Aadhaar card is also a validation of being alive; some even say that you are not allowed to die if you don’t have Aadhaar! May be that’s an exaggeration. But there’s a lot of ambiguity in the air lately when it comes to anything even remotely related to Aadhaar. It is a very sensitive topic and this is what drove the sensitivity meter nuts this week.

“Rs 500, 10 minutes, and you have access to billion Aadhaar details”

A recent investigation by an English-daily, The Tribune, once again opened the debate about Aadhaar card and its security. The story revealed how easy it was to get access to billions of Aadhaar details in 10 minutes. And at what cost? Rs 500 only! The alleged service was being offered on WhatsApp, and the money was supposed to be paid over Paytm.

Upon paying Rs 500 over Paytm, a person running the anonymous WhatsApp group created a login ID and password for The Tribune correspondent. As a result, the correspondent could enter any Aadhaar number in the portal and get instant access to anyone’s Aadhaar card details like name, address, postal code (PIN), photo, phone number and email.

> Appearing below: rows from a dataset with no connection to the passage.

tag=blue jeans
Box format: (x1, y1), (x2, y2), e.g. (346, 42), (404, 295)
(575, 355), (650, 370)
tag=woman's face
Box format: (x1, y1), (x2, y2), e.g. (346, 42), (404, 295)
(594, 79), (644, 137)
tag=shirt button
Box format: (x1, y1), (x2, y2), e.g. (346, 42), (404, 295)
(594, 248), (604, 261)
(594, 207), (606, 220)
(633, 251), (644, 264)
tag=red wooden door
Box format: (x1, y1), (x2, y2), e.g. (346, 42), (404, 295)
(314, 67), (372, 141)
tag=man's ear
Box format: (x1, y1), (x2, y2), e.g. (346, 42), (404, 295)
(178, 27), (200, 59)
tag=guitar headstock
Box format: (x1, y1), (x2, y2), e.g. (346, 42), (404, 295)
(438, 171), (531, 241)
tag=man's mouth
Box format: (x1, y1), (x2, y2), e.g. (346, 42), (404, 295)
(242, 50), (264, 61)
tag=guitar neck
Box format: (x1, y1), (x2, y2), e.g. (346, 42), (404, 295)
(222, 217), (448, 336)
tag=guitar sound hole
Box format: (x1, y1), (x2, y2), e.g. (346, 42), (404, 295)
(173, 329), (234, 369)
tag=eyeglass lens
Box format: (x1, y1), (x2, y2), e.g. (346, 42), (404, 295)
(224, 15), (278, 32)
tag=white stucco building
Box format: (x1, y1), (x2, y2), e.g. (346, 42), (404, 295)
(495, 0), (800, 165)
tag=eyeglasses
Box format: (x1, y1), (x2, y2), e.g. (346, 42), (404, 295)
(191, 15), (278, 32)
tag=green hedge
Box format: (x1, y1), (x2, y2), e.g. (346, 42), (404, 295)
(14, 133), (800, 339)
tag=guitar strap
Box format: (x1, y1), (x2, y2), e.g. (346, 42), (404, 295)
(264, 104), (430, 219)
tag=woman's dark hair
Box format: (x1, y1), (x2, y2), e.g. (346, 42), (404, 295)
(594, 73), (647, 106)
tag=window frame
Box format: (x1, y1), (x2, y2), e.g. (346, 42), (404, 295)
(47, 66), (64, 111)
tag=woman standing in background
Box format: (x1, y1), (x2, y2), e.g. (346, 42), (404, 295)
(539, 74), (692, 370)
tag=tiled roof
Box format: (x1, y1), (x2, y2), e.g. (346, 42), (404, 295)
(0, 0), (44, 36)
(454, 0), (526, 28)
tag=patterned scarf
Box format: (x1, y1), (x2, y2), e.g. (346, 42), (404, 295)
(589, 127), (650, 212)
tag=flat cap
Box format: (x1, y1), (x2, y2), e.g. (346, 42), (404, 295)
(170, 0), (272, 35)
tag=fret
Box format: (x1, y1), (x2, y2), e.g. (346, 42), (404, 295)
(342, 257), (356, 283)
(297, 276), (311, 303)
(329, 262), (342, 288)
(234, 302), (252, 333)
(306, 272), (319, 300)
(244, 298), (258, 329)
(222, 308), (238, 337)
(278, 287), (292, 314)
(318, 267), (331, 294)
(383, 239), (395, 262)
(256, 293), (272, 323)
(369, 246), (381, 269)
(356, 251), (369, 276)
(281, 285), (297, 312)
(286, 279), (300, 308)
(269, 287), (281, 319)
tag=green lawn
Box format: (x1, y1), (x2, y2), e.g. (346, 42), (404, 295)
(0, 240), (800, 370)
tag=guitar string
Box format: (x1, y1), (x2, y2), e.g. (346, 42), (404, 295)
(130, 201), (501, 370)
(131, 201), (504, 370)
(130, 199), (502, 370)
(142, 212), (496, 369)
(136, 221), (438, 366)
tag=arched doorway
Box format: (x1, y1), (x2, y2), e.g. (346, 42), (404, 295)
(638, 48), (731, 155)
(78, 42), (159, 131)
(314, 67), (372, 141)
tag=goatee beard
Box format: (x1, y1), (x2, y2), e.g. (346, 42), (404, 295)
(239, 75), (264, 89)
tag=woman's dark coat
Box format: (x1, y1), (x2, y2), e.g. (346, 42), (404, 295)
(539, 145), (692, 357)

Upon paying Rs 300 more could also get access to a software needed for printing Aadhaar cards. It’s an alleged yet classic tale of misusing not only people’s trust but also commonly used apps, services and cashless economy inspired by the government’s Digital India vision. Read the complete story here.

“We don’t see things as they are, we see them as we are.”

Shortly after The Tribune’s story made the headlines and took social media by storm, the Unique Identification Authority of India (UIDAI) released a statement declining Aadhaar data breach by claiming that it (the story) was a case of misreporting. The statement also surfaced on official twitter handle of the ruling party of this country, Bharatiya Janata Party (BJP).

Two interesting things to note in the latest Aadhaar controversy are:
1. The Tribune is not claiming that they got access to the biometric data of Aadhaar card holders.
2. The UIDAI in their statement is condemning the report and strongly denying anybody getting access to the biometric data but not clearly denying access to other user information.

Two days into the debate about security of Aadhaar details, the whole anger appears to have calmed down but there is still no clarity on how secured the data is and which part of the data specifically. Aadhaar data breach can lead to very serious problems in India pertaining to privacy risk and identity thefts. About time there is absolute clarity from the concerned authorities about how secure our data actually is.